Colitis in Cats
Dr. Bari Spielman
Colitis is an inflammation of the colon, or large intestine. It may be acute, with sudden onset and short duration, or chronic, that is present for at least two to three weeks or exhibiting a pattern of episodic recurrence. In cats, there is no age or gender association with colitis. Specific inflammatory disorders of the colon. Lymphocytic-plasmacytic, histiocytic, granulomatous, suppurative, and eosinophilic are terms that describe colitis on the basis of the predominant type of cell present in the inflamed colon.
There are many potential causes of colitis. These include:
Infectious agents, such as bacteria, viruses, fungi, or parasites
Dietary intolerance or allergy
Cancer of the colon
Trauma, internal or external
Intussusception, which is a mechanical problem characterized by telescoping of the bowel into itself.
Hemorrhagic Gastroenteritis (HGE), which is an inflammatory disorder of the intestinal tract characterized by hemorrhage and production of a "raspberry jam" appearance to the stool
Pancreatitis (inflammation of the pancreas)
Most often, colitis causes some combination of fresh bright red blood in the stool, mucus in the stool, straining to defecate, and increased frequency of defecation, often many times per day. With acute colitis, the cat usually does not show signs of systemic illness, but cats with chronic colitis can experience clinically important weight loss.
What To Watch For
An occasional bout of acute colitis is not uncommon in the small animal patient. However, it is important to watch for frequent recurrence or worsening of signs, especially if they include systemic signs of illness. Although occasional vomiting occurs in otherwise healthy cats, repeated vomiting, poor appetite, weight loss and general lethargy should be reported promptly to your veterinarian.

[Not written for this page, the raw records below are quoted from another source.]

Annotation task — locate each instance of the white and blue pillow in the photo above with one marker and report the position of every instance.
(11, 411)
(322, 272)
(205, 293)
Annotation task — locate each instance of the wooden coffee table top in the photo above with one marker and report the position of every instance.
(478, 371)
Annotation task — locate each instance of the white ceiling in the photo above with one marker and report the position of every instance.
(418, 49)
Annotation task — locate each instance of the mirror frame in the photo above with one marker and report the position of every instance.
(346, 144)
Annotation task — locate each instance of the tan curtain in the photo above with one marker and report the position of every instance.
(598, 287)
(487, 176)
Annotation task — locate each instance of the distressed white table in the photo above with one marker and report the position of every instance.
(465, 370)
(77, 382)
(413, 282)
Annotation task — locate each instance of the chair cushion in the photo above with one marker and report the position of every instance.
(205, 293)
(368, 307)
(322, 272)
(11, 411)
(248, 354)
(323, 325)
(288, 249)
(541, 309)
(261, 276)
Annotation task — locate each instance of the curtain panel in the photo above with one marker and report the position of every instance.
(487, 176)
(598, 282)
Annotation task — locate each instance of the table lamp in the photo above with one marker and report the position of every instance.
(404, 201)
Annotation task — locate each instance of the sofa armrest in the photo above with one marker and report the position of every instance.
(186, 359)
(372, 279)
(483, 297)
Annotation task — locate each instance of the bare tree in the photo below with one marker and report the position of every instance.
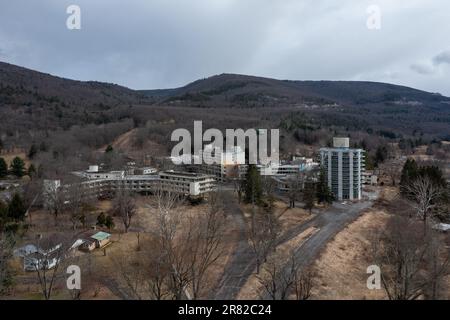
(207, 245)
(52, 251)
(125, 208)
(303, 284)
(263, 233)
(411, 266)
(75, 204)
(145, 273)
(6, 246)
(54, 199)
(424, 194)
(277, 279)
(295, 186)
(282, 277)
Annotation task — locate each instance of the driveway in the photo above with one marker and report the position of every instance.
(242, 265)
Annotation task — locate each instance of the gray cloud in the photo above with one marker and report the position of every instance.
(168, 43)
(423, 68)
(442, 58)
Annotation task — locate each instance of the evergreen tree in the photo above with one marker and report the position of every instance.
(252, 185)
(3, 215)
(32, 152)
(101, 219)
(380, 155)
(18, 167)
(3, 168)
(109, 222)
(324, 194)
(309, 195)
(109, 149)
(410, 172)
(16, 208)
(31, 171)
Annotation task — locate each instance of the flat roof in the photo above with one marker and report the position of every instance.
(101, 236)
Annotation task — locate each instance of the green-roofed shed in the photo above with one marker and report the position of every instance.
(101, 239)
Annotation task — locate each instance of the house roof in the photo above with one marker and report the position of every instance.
(101, 236)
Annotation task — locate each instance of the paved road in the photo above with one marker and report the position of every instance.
(241, 265)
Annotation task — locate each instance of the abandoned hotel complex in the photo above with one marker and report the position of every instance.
(343, 166)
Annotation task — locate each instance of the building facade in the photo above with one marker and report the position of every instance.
(344, 168)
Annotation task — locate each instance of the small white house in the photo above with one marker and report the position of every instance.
(35, 258)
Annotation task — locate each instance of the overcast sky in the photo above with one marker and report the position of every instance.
(145, 44)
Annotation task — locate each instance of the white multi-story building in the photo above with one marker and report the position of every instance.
(344, 168)
(96, 184)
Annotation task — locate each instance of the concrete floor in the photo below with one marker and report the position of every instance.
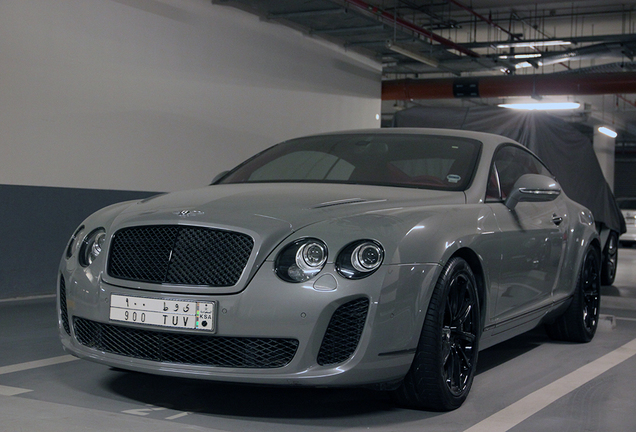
(527, 384)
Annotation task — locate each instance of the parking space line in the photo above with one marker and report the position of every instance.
(36, 364)
(12, 391)
(514, 414)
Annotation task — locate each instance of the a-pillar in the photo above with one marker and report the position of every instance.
(604, 149)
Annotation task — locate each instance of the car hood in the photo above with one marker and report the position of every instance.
(282, 207)
(269, 213)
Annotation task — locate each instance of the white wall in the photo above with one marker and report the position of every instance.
(161, 95)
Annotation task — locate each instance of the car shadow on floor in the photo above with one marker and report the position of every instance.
(251, 401)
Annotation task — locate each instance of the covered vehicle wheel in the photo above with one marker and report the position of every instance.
(610, 259)
(446, 358)
(580, 320)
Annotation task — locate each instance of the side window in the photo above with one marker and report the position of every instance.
(509, 163)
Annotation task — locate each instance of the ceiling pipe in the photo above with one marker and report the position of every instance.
(483, 18)
(391, 19)
(505, 86)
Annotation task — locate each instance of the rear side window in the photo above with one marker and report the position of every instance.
(509, 163)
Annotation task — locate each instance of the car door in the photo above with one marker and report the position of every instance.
(531, 237)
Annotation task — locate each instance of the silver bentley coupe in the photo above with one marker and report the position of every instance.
(379, 258)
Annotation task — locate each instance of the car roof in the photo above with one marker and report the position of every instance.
(487, 139)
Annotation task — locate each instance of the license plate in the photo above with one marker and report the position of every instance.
(164, 312)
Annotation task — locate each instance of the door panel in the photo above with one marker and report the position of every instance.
(532, 247)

Your veterinarian will recommend diagnostic tests in order to recognize colitis and confirm the diagnosis. Tests may include:
A complete medical history and thorough physical examination
Fecal examination to evaluate for the presence of disease-causing bacteria or parasites
A complete blood count (CBC or hemogram) to evaluate for anemia, systemic inflammation, and presence of inflammatory cells (i.e., eosinophils) that may indicate an underlying allergic cause
Serum biochemistry tests to evaluate the general health of your cat and to identify problems in other organ systems
Urinalysis to evaluate kidney function
Abdominal X-rays to look for tumors or enlargement of abdominal organs
Serum trypsin-like immunoreactivity (TLI) in cats to evaluate for pancreatic disorders
Colonoscopic examination to identify the presence of colitis or colon cancer and biopsy to determine the type of inflammation (eosinophilic, granulomatous, lymphoplasmacytic) or neoplasia (adenocarcinoma, lymphosarcoma). This procedure requires anesthesia, adequate cleansing of the bowel by enemas, and special equipment (a flexible fiberoptic endoscope) that may only be available at veterinary specialty referral centers.

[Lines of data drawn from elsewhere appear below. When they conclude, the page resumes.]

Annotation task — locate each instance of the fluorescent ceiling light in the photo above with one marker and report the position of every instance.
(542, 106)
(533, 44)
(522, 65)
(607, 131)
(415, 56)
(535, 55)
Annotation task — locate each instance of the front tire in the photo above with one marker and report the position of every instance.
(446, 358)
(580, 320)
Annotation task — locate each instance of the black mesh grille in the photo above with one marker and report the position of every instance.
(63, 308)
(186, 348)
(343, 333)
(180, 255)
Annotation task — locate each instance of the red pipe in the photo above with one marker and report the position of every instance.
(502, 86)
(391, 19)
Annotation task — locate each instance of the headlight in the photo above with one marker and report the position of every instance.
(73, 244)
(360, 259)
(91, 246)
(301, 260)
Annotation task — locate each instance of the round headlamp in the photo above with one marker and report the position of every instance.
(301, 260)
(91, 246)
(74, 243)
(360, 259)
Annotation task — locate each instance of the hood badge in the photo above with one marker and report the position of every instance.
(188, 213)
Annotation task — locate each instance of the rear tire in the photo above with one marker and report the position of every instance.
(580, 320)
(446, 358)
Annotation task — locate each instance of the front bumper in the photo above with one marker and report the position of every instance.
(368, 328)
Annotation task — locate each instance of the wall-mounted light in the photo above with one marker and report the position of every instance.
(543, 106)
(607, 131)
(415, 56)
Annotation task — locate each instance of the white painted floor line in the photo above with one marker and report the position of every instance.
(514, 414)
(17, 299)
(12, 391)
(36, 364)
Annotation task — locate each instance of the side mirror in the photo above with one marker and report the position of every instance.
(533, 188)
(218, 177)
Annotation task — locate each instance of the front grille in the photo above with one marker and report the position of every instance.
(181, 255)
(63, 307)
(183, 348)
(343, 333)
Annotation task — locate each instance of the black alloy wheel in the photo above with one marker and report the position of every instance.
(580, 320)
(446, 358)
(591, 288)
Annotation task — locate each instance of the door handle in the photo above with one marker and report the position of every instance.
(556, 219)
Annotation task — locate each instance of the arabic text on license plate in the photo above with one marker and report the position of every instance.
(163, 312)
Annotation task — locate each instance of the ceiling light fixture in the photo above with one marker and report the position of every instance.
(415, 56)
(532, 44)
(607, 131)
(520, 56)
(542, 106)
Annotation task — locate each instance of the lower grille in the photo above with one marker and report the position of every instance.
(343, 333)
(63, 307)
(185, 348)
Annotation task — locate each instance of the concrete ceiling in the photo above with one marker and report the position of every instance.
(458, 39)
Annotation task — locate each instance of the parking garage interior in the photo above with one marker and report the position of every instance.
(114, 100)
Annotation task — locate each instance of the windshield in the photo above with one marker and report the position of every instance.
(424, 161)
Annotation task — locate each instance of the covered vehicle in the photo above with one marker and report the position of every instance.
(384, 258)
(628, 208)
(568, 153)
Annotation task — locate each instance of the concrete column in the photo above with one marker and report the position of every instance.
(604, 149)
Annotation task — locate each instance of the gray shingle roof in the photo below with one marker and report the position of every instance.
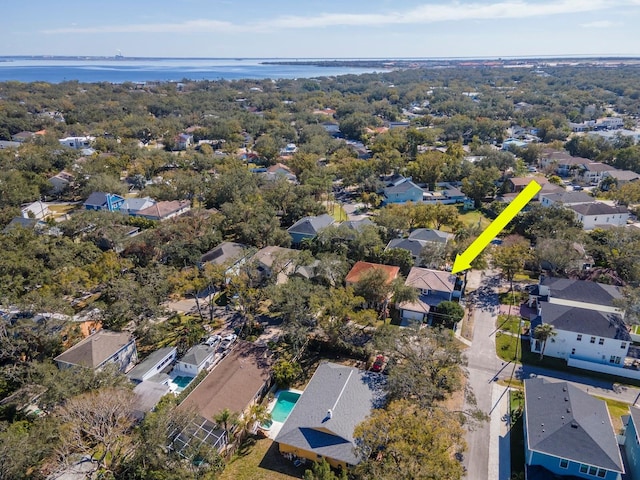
(95, 349)
(143, 367)
(582, 290)
(223, 253)
(430, 235)
(413, 245)
(598, 209)
(350, 394)
(311, 225)
(197, 354)
(584, 320)
(566, 422)
(401, 187)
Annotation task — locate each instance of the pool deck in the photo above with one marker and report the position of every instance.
(277, 426)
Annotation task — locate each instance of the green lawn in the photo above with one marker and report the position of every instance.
(260, 460)
(336, 211)
(511, 323)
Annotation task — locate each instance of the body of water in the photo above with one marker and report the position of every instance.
(145, 70)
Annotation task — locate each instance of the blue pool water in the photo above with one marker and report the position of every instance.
(182, 381)
(284, 404)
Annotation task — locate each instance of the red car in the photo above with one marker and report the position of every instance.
(379, 363)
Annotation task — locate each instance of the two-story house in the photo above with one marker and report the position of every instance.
(568, 434)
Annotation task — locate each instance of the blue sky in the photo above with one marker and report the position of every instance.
(328, 28)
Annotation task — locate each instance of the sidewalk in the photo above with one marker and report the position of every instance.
(500, 438)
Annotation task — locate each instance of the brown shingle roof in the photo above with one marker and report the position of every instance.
(361, 268)
(95, 349)
(233, 383)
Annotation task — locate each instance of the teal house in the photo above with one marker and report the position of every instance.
(568, 434)
(403, 192)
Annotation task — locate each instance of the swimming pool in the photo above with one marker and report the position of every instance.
(284, 404)
(182, 382)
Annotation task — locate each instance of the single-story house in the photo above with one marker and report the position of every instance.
(309, 227)
(565, 199)
(101, 348)
(568, 433)
(155, 363)
(322, 422)
(434, 287)
(229, 254)
(104, 201)
(198, 358)
(165, 210)
(403, 192)
(239, 380)
(38, 210)
(594, 215)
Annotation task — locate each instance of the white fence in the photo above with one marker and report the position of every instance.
(603, 368)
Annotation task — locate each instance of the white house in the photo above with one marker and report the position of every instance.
(594, 215)
(78, 143)
(155, 363)
(434, 287)
(197, 358)
(591, 336)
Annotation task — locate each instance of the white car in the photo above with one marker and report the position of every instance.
(228, 341)
(213, 340)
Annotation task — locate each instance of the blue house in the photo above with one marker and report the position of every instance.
(309, 227)
(632, 443)
(405, 191)
(104, 201)
(568, 433)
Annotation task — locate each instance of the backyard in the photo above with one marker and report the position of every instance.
(259, 459)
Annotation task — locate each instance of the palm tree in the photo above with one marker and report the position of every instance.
(225, 418)
(542, 333)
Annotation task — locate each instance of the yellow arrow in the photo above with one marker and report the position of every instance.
(463, 260)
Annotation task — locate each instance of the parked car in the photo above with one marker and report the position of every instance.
(379, 363)
(213, 340)
(228, 341)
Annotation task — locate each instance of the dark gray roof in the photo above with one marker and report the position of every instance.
(584, 320)
(582, 290)
(430, 235)
(565, 422)
(150, 362)
(401, 187)
(311, 225)
(569, 197)
(413, 245)
(350, 394)
(96, 198)
(358, 225)
(597, 209)
(635, 416)
(197, 354)
(223, 253)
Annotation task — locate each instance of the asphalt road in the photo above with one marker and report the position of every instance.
(483, 365)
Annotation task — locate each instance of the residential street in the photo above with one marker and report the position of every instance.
(486, 457)
(483, 364)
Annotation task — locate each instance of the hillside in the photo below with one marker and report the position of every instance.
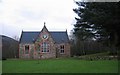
(9, 47)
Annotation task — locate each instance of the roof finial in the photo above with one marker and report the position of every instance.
(44, 23)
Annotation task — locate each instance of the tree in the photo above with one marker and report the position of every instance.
(100, 21)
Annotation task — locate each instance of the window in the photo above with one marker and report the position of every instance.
(26, 49)
(62, 49)
(45, 47)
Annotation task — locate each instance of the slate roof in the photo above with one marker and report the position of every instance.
(30, 37)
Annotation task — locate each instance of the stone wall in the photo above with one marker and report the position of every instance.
(22, 51)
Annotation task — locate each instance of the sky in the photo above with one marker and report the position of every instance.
(30, 15)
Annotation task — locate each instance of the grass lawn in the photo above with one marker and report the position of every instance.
(60, 66)
(0, 66)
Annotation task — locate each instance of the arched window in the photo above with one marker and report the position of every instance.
(45, 47)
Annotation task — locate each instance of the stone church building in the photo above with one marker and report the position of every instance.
(44, 44)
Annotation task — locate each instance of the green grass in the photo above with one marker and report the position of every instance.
(0, 66)
(60, 66)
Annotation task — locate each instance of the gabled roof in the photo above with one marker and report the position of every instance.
(30, 37)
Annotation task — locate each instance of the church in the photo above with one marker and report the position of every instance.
(44, 44)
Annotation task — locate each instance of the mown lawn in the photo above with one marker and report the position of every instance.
(59, 66)
(0, 66)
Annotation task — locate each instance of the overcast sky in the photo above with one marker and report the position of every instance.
(30, 15)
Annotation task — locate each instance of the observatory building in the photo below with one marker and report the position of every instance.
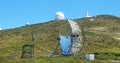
(87, 14)
(0, 28)
(59, 16)
(27, 23)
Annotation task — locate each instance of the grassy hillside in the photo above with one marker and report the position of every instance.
(102, 37)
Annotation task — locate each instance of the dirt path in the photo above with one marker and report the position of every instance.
(117, 61)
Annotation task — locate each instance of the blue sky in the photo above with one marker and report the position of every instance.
(16, 13)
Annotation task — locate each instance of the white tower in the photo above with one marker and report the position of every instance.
(27, 23)
(0, 28)
(59, 16)
(87, 14)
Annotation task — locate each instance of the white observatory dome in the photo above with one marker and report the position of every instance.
(27, 23)
(59, 16)
(0, 28)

Treatment for colitis is most effective when directed at the underlying cause. Your veterinarian may recommend several symptomatic treatments for an animal with signs of colitis before recommending an extensive diagnostic evaluation.
These treatments include:
Empirical de-worming medication (because whipworms are a common parasitic cause of colitis and they only intermittently shed their eggs in the feces)
Home Care and Prevention
Administer as directed any medications prescribed by your veterinarian and follow recommendations for dietary modification. Also, observe your cat's general condition, watching for worsening of symptoms and bringing any changes to the attention of your veterinarian.
Although some causes of colitis cannot be prevented, try to avoid exposure of your cat to infectious agents or abrupt dietary changes.